Today’s adventure occurred at the pool. We all know I have issues with swimming in
Russia, mainly because it’s such a pain in the ass. Between the completely unnecessary ‘doctor
exam’ (it’s laughable because the ‘doctor’ looks at your feet for twenty
seconds then gives you a slip of paper that says your healthy, no mold or warts
protruding from your skin) there’s the fact that you need plastic covers for
your shoes, then you have to check your coat, you know, because lockers can’t
really be used for storage, that’s just a crazy notion, and the list goes
on. I was already having a stressful day
due to the fact of working with other people’s offspring. Plus, I miscounted how much money I had and I
was five rubles short, so I had to trek back out into the snow to get some more
cash. After returning and finally
getting into the locker room, I was surprised to find yet another woman inside
watching everyone. Was this a new
security guard? If so, why? I didn’t care, all I wanted to do was swim.

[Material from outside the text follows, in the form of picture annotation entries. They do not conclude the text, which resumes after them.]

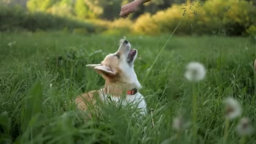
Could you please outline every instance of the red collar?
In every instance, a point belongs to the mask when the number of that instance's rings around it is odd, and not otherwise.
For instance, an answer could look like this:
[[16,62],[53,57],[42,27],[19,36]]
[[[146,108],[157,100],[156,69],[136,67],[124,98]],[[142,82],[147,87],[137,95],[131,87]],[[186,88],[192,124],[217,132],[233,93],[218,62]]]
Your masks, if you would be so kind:
[[136,94],[137,92],[138,89],[137,88],[134,88],[131,90],[127,91],[127,92],[126,92],[126,94],[133,95]]

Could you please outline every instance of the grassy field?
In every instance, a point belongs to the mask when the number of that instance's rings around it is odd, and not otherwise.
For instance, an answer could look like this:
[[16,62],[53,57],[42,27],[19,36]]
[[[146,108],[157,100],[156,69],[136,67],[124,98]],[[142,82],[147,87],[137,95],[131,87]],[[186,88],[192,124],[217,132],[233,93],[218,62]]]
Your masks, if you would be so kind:
[[[168,36],[126,35],[139,51],[135,69],[149,113],[138,120],[129,107],[110,105],[98,118],[83,120],[69,101],[104,83],[85,65],[115,51],[123,36],[0,33],[0,143],[222,144],[228,96],[242,104],[242,116],[255,125],[256,46],[247,38],[221,36],[173,36],[152,66]],[[191,121],[192,85],[184,73],[195,61],[207,69],[197,85],[196,137],[191,126],[177,132],[172,126],[181,111]],[[240,141],[240,119],[230,122],[227,143]],[[256,143],[255,133],[246,139]]]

After quickly undressing and putting on my swimming suit,
she came over to tell me something. I
really didn’t understand what she was saying, something about shower. I said yes, naturally I will shower before I
get in the pool…(seriously, who thought of that as a rule? You have to get wet before you get wet? Does shower
water somehow create a barrier from the evil swimming pool water?) and then she kept repeating it. Yes, because I clearly understood the first
time. A girl came in to assist me by
saying that I had to shower before
putting on my swimming suit. Seriously? In what universe does that make sense? Get wet, put on swimming suit, shower again
and then get in pool. No. Hell no.
It’s enough that I have to shower and undress in front of a room of old
ladies; I’m not going to parade naked for no reason. I laughed because I couldn’t control myself,
and this made my new friend laugh. I
proceeded to ignore the old grump and go into the shower. My bad.
No flip-flops. Okay, this was my
mistake, but it’s never really been an issue before. Today you would have thought that I walked in
with an AK-47. Hey people, I have my
magic piece of paper that says I’m healthy.
Relax.
I was instantly happy when I dove into the water. My muscles began to relax as I began my
laps. However my twenty second euphoria
was obliterated by a babushka swimming straight towards me. Yes, she has goggles; yes the point of
goggles is to see underwater but apparently using glasses to see and avoid
underwater collisions requires different training. So because I couldn’t get out of the way fast
enough, even she was clearly in error gave her a reason to yell at me. Deep breath.
I spent the rest of my time playing a fun game called
Dodge-The-Babushkii. I swam so hard that
I could barely pull myself out of the pool.
Overall, I felt great. All of my
frustrations and annoyances were left in the water; at least that was the
idea. After my shower I had to walk back
into the dreaded Locker Room. It was a
crowded, disturbing sight. Nothing is
more shocking for the eyes then twenty old women standing around naked, or
better yet, sitting down naked
drinking tea. I’m sure if I had been in
a better more open minded frame of mind I could have appreciated their sense of
liberation that we lack in America, but I was past the point of no return in terms
of my cultural tolerance, so I thought it was awful. The girl that had helped me understand the
shower first-then put on swimming suit- then shower again- conversation was
waiting for me. I can’t remember what
she said, but it made me laugh. The fact
that we started laughing made all the other women quiet and give us icy
stares. Oh that’s right, I forgot,
laughing is also prohibited. I said this
to the girl and for whatever reason; we just started laughing even harder
because it was clearly making the whole room so angry.
One woman who was pulling on the world’s saddest sweater
scolded us for being loud. My new friend
that we weren’t in a church, so it wasn’t a problem. Then another said that we should just be
quiet. Why? In typical rebellion we just started talking
louder about shoes and hair as we were getting dressed. She told me not to worry about making them
angry because they are babushkii who are always angry. As we walked down the stairs I thanked her
again for her help and apologized for getting her into trouble. She just laughed and said that they should be
thanking us because we gave them something to talk about for the rest of the
day.
Last but not least, while we were standing in line waiting
to collect our coats this other woman interrupted us and told us that we were
being rude because we weren’t speaking Russian.
Wow, really lady you just interrupted us to tell us that we were being
rude? Isn’t that act rude in
itself? At this point, all we could do
was laugh again and say, “da, eta Rossiya!”
I'm so concerned that I'm going to have massive culture shock when I finally get around to traveling. I'm glad you found someone who could side with you and make light of the whole situation!